I mentioned that many old devices that were better and more repairable that modern ones. So why not just buy old ones?
I love this article in Low-Tech Magazine about ways to cheaply purchase and upgrade old laptops for use today, detailing the author's strategy for doing so and workflow on old devices. (Hint: a lightweight Linux distro is key. The writer also has an ingenious backup workflow using SD cards.) It also talks about embodied energy—that is, the energy and materials that it takes to create a device—and why buying used tech saves not just money but resources.
As a sidenote, Low-Tech Magazine is an awesome website that you should check out. It's solar powered, meaning that it's hosted on a server powered by solar panels on someone's balcony in Barcelona. It's fascinating to read about what they've done to optimize that, such as dithering images to save bandwidth and energy use. But the site can have downtime in bad weather, and it has a battery indicator on every page indicating how much is left. (Check out this article about the sustainability of a solar-powered website and this article about the process of rebuilding the website.)

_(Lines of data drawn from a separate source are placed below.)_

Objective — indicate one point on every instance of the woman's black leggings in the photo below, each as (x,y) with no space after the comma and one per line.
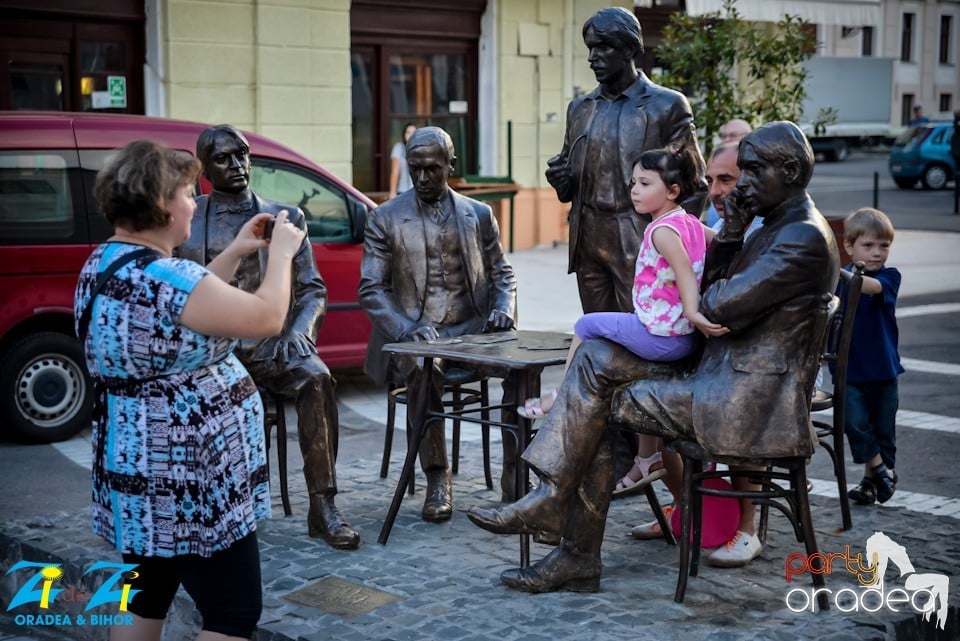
(225,586)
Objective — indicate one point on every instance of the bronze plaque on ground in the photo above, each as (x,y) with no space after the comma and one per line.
(341,597)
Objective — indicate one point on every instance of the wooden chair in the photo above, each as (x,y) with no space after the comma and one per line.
(783,485)
(274,417)
(835,353)
(793,500)
(462,389)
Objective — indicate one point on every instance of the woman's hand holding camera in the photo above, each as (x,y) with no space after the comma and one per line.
(285,237)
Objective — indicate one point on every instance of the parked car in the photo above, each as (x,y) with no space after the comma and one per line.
(923,153)
(50,224)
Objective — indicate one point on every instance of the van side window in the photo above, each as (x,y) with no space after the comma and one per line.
(91,162)
(323,204)
(37,198)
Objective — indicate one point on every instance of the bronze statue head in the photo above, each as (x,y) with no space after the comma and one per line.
(776,164)
(225,154)
(431,160)
(617,29)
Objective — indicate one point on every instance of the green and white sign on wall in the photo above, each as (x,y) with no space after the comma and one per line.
(117,89)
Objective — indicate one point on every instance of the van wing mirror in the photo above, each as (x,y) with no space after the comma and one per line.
(358,219)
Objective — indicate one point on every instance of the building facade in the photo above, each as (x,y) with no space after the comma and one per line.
(337,80)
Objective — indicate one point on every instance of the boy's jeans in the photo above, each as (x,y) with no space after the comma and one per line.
(870,421)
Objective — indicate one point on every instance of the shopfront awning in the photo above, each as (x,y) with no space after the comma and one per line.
(851,13)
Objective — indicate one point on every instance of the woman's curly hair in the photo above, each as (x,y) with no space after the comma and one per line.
(133,189)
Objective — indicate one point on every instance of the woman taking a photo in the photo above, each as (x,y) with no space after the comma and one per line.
(179,471)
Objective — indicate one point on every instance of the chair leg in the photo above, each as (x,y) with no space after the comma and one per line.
(457,407)
(764,520)
(665,526)
(412,485)
(841,473)
(685,517)
(798,477)
(388,433)
(282,457)
(485,431)
(697,531)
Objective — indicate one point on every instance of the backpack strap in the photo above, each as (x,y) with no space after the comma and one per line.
(102,279)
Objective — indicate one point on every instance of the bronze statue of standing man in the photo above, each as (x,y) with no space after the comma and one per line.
(607,129)
(287,364)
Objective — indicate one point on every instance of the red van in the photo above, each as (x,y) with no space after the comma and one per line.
(49,224)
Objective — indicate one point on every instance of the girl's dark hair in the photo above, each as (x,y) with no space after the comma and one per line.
(136,184)
(676,166)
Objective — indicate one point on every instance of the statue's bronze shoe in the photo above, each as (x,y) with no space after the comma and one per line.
(438,504)
(559,570)
(539,513)
(325,521)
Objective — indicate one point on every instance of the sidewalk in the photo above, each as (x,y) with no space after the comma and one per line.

I also recommend the awesome solarpunk Substack Sunshine and Seedlings. It introduced me to the concept of permacomputing, which is about "maximizing of hardware lifespans, minimizing energy use and focussing on the use of already available computational resources." It's an awesome read if you're interested in solarpunk ideas, DIY, and tech.
I really love the idea of permacomputing, and the only reason why I went with a used Framework laptop over a used older laptop with Linux installed is because some of the software I use for work is resource-intensive (so not ideal for older hardware) and not available for Linux.
But it's a cheap and affordable solution that'll work for many users, and I'm glad there are resources online that encourage people to think creatively, especially in the face of an industry and society that tries to convince us that everything is disposable.